闇に響く籠の歌
「水瀬君はそう言うけどね。でも、深雪だってそう思ってたんじゃないの? だから、あの日だって私たちと一緒に遊んだんだと思うし」

「あの日? じゃあ、深雪が事故に遭った日って斎藤さんたちと一緒だったんだ。ふ〜ん、そのことは知らなかった。でも、どうして黙ってたの? こういうことって、僕には知る権利があると思うけど?」

「そ、そりゃ、そうかもしれないけど……でも、深雪があんなことになっちゃったしね。いろいろと週刊誌なんかで水瀬君のこと叩かれてたじゃない。だから、連絡もしない方がいいかなって」


どこかオロオロした調子で綾乃はそう告げることしかできない。その時、その場には別の声も響いていた。


「そうなんですね。じゃあ、彼女と最後まで一緒にいた人ってあなたで間違いないんですね」


まさか、その場で柏木が口を開くとは思ってもいなかったのだろう。その場にいた誰もが凍りついたようになっている。そんな中、柏木は綾乃の前にグイッと詰め寄ると同じことを問いかけている。


「ねえ、教えてくれますよね? あの夜、他の仲間と一緒に彼女と夜中まで騒いでいた。でも、最終的に彼女と最後まで一緒だったのはあなただった。そうなんですね?」

「か、彼女って誰のことよ……」

「あなたがさっき話していた深雪さんですよ。話の流れでそうだってわからないんですかね」


どこか小馬鹿にしたような調子で柏木がそう返していく。どこか穏やかだと思っていた彼の口調が水瀬のように辛辣なものだ。そう思った圭介はポカンとした顔で柏木をみることしかできない。そんな周囲の視線を感じたのだろう。綾乃は半ばヒステリックに叫んでいた。

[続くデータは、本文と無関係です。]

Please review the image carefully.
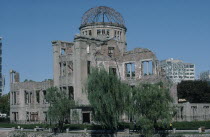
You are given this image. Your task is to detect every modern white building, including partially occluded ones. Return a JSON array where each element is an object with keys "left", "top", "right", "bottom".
[
  {"left": 200, "top": 70, "right": 210, "bottom": 81},
  {"left": 160, "top": 58, "right": 195, "bottom": 83}
]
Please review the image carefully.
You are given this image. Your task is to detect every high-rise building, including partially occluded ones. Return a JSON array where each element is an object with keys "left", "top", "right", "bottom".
[
  {"left": 160, "top": 58, "right": 195, "bottom": 83},
  {"left": 200, "top": 70, "right": 210, "bottom": 81},
  {"left": 0, "top": 37, "right": 3, "bottom": 96}
]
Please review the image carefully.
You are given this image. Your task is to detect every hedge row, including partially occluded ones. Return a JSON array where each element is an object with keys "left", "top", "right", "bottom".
[
  {"left": 0, "top": 121, "right": 210, "bottom": 130},
  {"left": 173, "top": 121, "right": 210, "bottom": 130}
]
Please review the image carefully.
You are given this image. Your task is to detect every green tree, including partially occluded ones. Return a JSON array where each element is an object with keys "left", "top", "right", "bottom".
[
  {"left": 132, "top": 83, "right": 173, "bottom": 133},
  {"left": 0, "top": 93, "right": 10, "bottom": 115},
  {"left": 177, "top": 80, "right": 210, "bottom": 103},
  {"left": 87, "top": 68, "right": 130, "bottom": 130},
  {"left": 46, "top": 87, "right": 75, "bottom": 129}
]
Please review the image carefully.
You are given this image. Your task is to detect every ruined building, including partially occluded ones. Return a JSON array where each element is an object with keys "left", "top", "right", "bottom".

「一体、あなたって誰よ! 水瀬君にそう言われるのならまだ納得いくけど、あなたって何の関係もないでしょう? そんな人にとやかく言われたくないわ!」

「関係ない? そう見えるかもしれませんね。でも、教えてもらってもいいんじゃないんですか? だって、あなたが彼女と一緒にいたのは事実なんですし」


柏木の声に綾乃は手をプルプルと震わせている。そのままの勢いで、彼女は叩きつけるように言葉を吐き出していた。